Cu_1.8S has been considered as a potential thermoelectric (TE) material for its stable electrical and thermal properties, environmental benignity, and low cost. Herein, the TE properties of nanostructured Cu_1.8S_1−xTe_x (0 ⩽ x ⩽ 0.2) bulks fabricated by a facile process combining mechanical alloying (MA) and room-temperature high-pressure sintering (RT-HPS) technique were optimized via eliminating the volatilization of S element and suppressing grain growth. Experimentally, a single phase of Cu_1.8S was obtained at x = 0, and a second Cu_1.96S phase formed in all Cu_1.8S_1−xTe_x samples when 0.05 ⩽ x ⩽ 0.125. With further increasing x to 0.15 ⩽ x ⩽ 0.2, the Cu_2−zTe phase was detected and the samples consisted of Cu_1.8S, Cu_1.96S, and Cu_2−zTe phases. Benefiting from a modified band structure and the coexisted phases of Cu_1.96S and Cu_2−zTe, the power factor is enhanced in all Cu_1.8S_1−xTe_x (0.05 ⩽ x ⩽ 0.2) alloys.
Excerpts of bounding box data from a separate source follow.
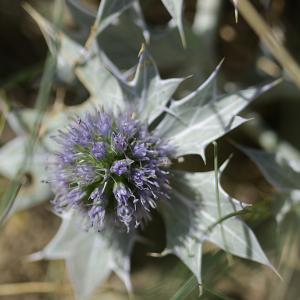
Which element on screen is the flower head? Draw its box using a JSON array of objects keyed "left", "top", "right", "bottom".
[{"left": 51, "top": 111, "right": 172, "bottom": 231}]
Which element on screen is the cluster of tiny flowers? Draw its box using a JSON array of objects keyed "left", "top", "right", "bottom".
[{"left": 50, "top": 111, "right": 172, "bottom": 231}]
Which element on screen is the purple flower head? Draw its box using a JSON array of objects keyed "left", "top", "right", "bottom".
[
  {"left": 49, "top": 111, "right": 172, "bottom": 232},
  {"left": 112, "top": 133, "right": 128, "bottom": 153},
  {"left": 92, "top": 142, "right": 107, "bottom": 159},
  {"left": 132, "top": 143, "right": 147, "bottom": 158},
  {"left": 110, "top": 159, "right": 134, "bottom": 176}
]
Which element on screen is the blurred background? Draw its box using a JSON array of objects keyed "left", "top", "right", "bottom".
[{"left": 0, "top": 0, "right": 300, "bottom": 300}]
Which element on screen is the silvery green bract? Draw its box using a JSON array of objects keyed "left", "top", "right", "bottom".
[{"left": 0, "top": 1, "right": 278, "bottom": 299}]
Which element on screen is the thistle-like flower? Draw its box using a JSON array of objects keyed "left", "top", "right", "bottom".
[{"left": 51, "top": 110, "right": 173, "bottom": 232}]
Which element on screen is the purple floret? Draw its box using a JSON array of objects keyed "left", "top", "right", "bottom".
[{"left": 49, "top": 111, "right": 172, "bottom": 232}]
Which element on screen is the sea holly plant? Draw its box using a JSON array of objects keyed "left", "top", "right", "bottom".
[{"left": 0, "top": 4, "right": 282, "bottom": 299}]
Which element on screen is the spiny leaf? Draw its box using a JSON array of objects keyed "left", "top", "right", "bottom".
[
  {"left": 95, "top": 0, "right": 136, "bottom": 33},
  {"left": 27, "top": 6, "right": 124, "bottom": 110},
  {"left": 157, "top": 76, "right": 274, "bottom": 156},
  {"left": 31, "top": 212, "right": 135, "bottom": 300},
  {"left": 121, "top": 46, "right": 183, "bottom": 123},
  {"left": 161, "top": 172, "right": 273, "bottom": 282},
  {"left": 162, "top": 0, "right": 186, "bottom": 46}
]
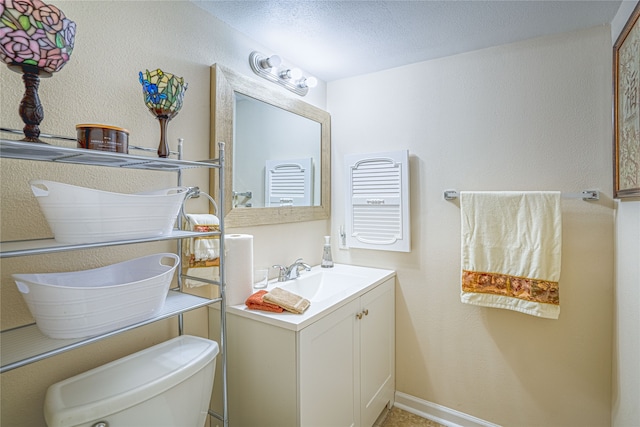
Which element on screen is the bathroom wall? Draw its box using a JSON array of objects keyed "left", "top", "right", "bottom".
[
  {"left": 328, "top": 26, "right": 616, "bottom": 426},
  {"left": 0, "top": 1, "right": 328, "bottom": 427},
  {"left": 611, "top": 2, "right": 640, "bottom": 427}
]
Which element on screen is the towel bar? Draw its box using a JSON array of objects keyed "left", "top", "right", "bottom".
[{"left": 443, "top": 190, "right": 600, "bottom": 201}]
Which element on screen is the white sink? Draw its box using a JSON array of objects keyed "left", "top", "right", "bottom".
[
  {"left": 227, "top": 264, "right": 395, "bottom": 331},
  {"left": 276, "top": 268, "right": 366, "bottom": 302}
]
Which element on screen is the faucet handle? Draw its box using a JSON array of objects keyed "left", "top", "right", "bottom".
[{"left": 272, "top": 264, "right": 289, "bottom": 282}]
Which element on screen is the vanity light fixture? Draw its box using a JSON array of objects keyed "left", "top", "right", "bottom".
[{"left": 249, "top": 51, "right": 318, "bottom": 96}]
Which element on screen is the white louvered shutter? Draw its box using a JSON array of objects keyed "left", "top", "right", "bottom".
[
  {"left": 265, "top": 157, "right": 313, "bottom": 207},
  {"left": 345, "top": 150, "right": 411, "bottom": 252}
]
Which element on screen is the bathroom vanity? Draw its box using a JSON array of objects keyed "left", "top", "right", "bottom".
[{"left": 209, "top": 264, "right": 395, "bottom": 427}]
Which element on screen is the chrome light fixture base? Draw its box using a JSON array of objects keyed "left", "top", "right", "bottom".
[{"left": 249, "top": 51, "right": 309, "bottom": 96}]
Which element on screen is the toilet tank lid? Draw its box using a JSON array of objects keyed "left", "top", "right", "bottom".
[{"left": 44, "top": 335, "right": 219, "bottom": 427}]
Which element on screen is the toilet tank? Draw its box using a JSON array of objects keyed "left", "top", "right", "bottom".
[{"left": 44, "top": 335, "right": 219, "bottom": 427}]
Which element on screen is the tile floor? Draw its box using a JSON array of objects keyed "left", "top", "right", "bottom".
[{"left": 374, "top": 407, "right": 444, "bottom": 427}]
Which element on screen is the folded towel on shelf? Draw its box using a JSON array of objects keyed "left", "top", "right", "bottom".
[
  {"left": 263, "top": 288, "right": 311, "bottom": 314},
  {"left": 245, "top": 289, "right": 284, "bottom": 313},
  {"left": 460, "top": 191, "right": 562, "bottom": 319},
  {"left": 183, "top": 214, "right": 220, "bottom": 288},
  {"left": 185, "top": 214, "right": 220, "bottom": 267}
]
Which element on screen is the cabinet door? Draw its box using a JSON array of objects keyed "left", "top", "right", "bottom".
[
  {"left": 358, "top": 279, "right": 395, "bottom": 427},
  {"left": 298, "top": 300, "right": 360, "bottom": 427}
]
Combining with a drastic decrease in the thermal conductivity due to the strengthened phonon scatterings from multiscale defects introduced by Te doping and nano-grain boundaries, a maximum figure of merit (ZT) of 0.352 is reached at 623 K for Cu_1.8S_0.875Te_0.125, which is 171% higher than that of Cu_1.8S (0.130). The study demonstrates that doping Te is an effective strategy to improve the TE performance of Cu_1.8S based materials and the proposed facile method combing MA and RT-HPS is a potential way to fabricate nanostructured bulks.

Cu _1.8 S由于其稳定的电学和热学性质，环境友好性和低成本而被认为是潜在的热电（TE）材料。在本文中，纳米结构的Cu的TE特性_1.8小号_{1- X}特_X（0⩽ X ⩽0.2）块材制造用的简便工艺相结合机械合金化（MA）和室温高压烧结（RT-HPS）技术进行了优化通过消除S元素的挥发并抑制晶粒长大。实验上，在x = 0时获得了单相Cu _1.8 S ，在所有Cu _1.8 S _{1- x中}形成了第二个Cu _1.96 S相。特_X样品时0.05⩽ X ⩽0.125。随着x进一步增加到0.15 x 0.2，将检测到Cu _{2- z} Te相，样品包括Cu _1.8 S，Cu _1.96 S和Cu _{2- z} Te相。从修改的带结构和Cu的共存相受益_1.96 S和铜_{2- Ž}碲，功率因数增强所有的Cu _1.8小号_{1- X}特_X（0.05⩽ X⩽0.2）合金。结合由于Te掺杂和纳米晶界引入的多尺度缺陷引起的声子散射增强而导致的导热率急剧下降，对于Cu _1.8 S _0.875 Te _0.125，在623 K时，最大品质因数（ZT）为0.352。，比Cu _1.8 S（0.130）高171％。研究表明，掺杂Te是提高Cu _1.8 S基材料的TE性能的有效策略，而提出的将MA和RT-HPS结合起来的简便方法是一种制备纳米结构体的潜在方法。